Im vergangenen Monat hat mit dem Schallwerk eine Location ihr Re-Opening gefeiert, die Du vor einigen Jahren schon unter gleichem Namen an den Start gebracht hast. Ist das für Dich mit gemischten Gefühlen verbunden?
Eigentlich nicht. Ich bin da eher offen und habe schon lange mit dem Vergangenen abgeschlossen. Sicher kommt ab und an ein bisschen Wehmut auf. Vielmehr jedoch der Ärger über Cottbusser Ämter, die damals nicht unschuldig am Scheitern des „Schallwerks” waren. Aber wie sagt man so schön: Die Zeit heilt alle Wunden. Jetzt kann ich mich über die Neuauflage des Schallwerks und ihren großen Erfolg nur freuen und wünsche ihm sowie den Betreibern alles Gute für die Zukunft.
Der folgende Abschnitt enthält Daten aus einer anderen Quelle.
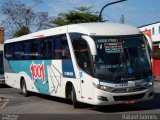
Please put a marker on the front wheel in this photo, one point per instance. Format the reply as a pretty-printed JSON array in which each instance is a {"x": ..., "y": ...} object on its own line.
[
  {"x": 74, "y": 99},
  {"x": 24, "y": 89}
]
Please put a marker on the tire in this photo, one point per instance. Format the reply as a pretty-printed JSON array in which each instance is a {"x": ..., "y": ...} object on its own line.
[
  {"x": 74, "y": 99},
  {"x": 24, "y": 89}
]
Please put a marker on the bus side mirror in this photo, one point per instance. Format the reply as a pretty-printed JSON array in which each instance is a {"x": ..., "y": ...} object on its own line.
[
  {"x": 91, "y": 44},
  {"x": 149, "y": 41}
]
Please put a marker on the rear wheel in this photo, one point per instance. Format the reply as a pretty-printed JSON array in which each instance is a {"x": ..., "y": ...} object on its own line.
[
  {"x": 74, "y": 98},
  {"x": 24, "y": 89}
]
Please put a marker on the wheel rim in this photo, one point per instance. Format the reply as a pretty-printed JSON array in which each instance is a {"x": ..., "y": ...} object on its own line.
[{"x": 24, "y": 89}]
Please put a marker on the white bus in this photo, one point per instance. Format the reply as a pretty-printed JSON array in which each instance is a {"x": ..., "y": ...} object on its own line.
[
  {"x": 1, "y": 65},
  {"x": 94, "y": 63}
]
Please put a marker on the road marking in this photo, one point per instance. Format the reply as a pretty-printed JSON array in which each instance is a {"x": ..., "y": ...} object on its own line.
[{"x": 4, "y": 103}]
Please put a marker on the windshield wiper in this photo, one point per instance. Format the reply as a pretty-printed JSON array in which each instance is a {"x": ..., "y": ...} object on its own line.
[{"x": 121, "y": 66}]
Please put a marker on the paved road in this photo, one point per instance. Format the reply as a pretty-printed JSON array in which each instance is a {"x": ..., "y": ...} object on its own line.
[{"x": 15, "y": 103}]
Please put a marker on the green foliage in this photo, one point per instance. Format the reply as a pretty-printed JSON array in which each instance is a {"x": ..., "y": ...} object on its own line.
[
  {"x": 22, "y": 31},
  {"x": 79, "y": 15}
]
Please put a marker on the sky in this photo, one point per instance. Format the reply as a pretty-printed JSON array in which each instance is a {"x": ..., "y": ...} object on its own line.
[{"x": 136, "y": 12}]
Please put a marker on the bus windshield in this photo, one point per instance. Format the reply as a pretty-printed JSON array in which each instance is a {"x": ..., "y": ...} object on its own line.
[{"x": 121, "y": 58}]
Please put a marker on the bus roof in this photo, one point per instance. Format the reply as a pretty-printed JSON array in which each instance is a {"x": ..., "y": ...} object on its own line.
[{"x": 99, "y": 29}]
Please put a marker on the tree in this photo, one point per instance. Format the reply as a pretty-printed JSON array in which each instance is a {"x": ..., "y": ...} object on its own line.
[
  {"x": 21, "y": 31},
  {"x": 19, "y": 16},
  {"x": 79, "y": 15},
  {"x": 122, "y": 19}
]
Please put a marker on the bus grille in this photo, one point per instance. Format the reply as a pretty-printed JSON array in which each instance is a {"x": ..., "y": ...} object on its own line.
[
  {"x": 128, "y": 97},
  {"x": 126, "y": 90}
]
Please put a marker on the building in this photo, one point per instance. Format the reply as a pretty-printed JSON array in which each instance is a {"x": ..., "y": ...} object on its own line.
[
  {"x": 1, "y": 35},
  {"x": 152, "y": 30}
]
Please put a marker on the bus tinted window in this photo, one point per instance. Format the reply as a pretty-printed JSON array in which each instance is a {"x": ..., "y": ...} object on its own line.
[
  {"x": 55, "y": 47},
  {"x": 81, "y": 51},
  {"x": 156, "y": 51}
]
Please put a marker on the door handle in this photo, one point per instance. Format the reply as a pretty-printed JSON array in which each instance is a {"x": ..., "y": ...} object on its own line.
[{"x": 82, "y": 81}]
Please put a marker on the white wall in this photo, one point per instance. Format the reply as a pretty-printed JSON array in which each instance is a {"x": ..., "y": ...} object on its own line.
[{"x": 156, "y": 35}]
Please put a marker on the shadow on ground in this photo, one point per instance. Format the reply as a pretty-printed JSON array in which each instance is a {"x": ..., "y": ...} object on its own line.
[
  {"x": 140, "y": 106},
  {"x": 4, "y": 86}
]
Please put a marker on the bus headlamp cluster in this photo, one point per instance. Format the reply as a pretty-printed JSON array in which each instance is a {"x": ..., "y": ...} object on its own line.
[{"x": 103, "y": 87}]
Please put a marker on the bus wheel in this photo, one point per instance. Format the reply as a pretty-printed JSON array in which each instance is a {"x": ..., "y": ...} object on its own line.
[
  {"x": 74, "y": 98},
  {"x": 24, "y": 89}
]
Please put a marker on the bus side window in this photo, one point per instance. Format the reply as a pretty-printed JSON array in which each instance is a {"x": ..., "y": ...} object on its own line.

Über 10 Jahre Cottbuser Clubleben – woran denkst du gern zurück und woran weniger gern?
Da gäbe es Einiges zu berichten. Gerne denke ich an die vielen wirklich geilen Partys wie im Aqua, dem Kubus, dem Bunker in Drewitz und dem Naturwerk Drachhausen zurück! Ganz besonders jedoch an die vielen eigenen Partys im Schallwerk. Egal, ich schaue lieber nach vorne statt nach hinten und auf die Dinge, die noch kommen werden.
Aktuell werden hier wieder viele hochklassige Bookings angeboten, ist da was in Bewegung geraten?
Na das wollen wir doch hoffen! Ich und mein Partner von Interklang sind der Meinung, dass es einfach wieder Zeit wird neue erfrischende Akzente in Cottbus zu setzen. So wie auch damals im Schallwerk. Auf Grund unserer Zusammenarbeit mit vielen internationalen DJ’s ist es uns möglich, diese auch mal nach Cottbus zu locken. Kiko aus Frankreich ist einer davon…
Auf der anderen Seite häuft sich der Eindruck zunehmender Fehlabstimmung, wenn an einigen Tagen plötzlich alle Locations fette Partys anbieten – mangelt es an Verständnis zwischen den Veranstaltern?
Da gebe ich dir recht. Sicher wäre da eine Abstimmung unter den Veranstaltern das ein oder andere Mal angebracht. Jedoch ist dies manchmal gar nicht so einfach, da spreche ich aus eigener Erfahrung. Andererseits locken so viele unterschiedliche Partys mit Sicherheit viel mehr Partygäste aus dem Umland nach Cottbus…
Jetzt zu Deinen aktuellen Projekten: Ihr expandiert gerade mit Interklang, was geht da vor?
Die Zeit und das Engagement gemeinsam mit meinem Freund Hendrik trägt nun endlich die erhofften Früchte! Nicht zuletzt war es unser großes Ziel, im Ausland Fuß zu fassen. Das haben wir nun geschafft – was sich auch in den Line Up´s vom Funtasy Club & Schallwerk wieder spiegelt. Hier gilt auch noch mal ein großer Dank an den Veranstalter beider Clubs, der mit seiner Offenheit Neuem gegenüber Freiraum für Dinge lässt, die vor einiger Zeit hier nicht mehr möglich waren!
Fühlst du dich mit 40 immer noch am Puls der Clubkultur oder kannst Du Dir so langsam auch ein ruhiges Familienleben vorstellen?
Also wenn ich bitten darf 39. Nein, ich fühle mich nach wie vor und trotz meines Alters noch am Puls der Clubkultur. Mein Job verlangt von mir, immer auf dem neusten Stand zu sein. Außerdem fühle ich mich noch jung und knackig. Partys konservieren halt.
Es gibt allerdings auch eine ruhige, künstlerische Seite an Dir…
Stimmt. Leider kommt diese im Moment einfach nur zu kurz. Ich hoffe das ändert sich in der nächsten Zeit damit ich wieder intensiver an meiner künstlerischen Seite arbeiten kann und mich dem Modellieren von Skulpturen sowie dem Malen widmen kann – um auch ein wenig vom stressigen Alltag abzuschalten.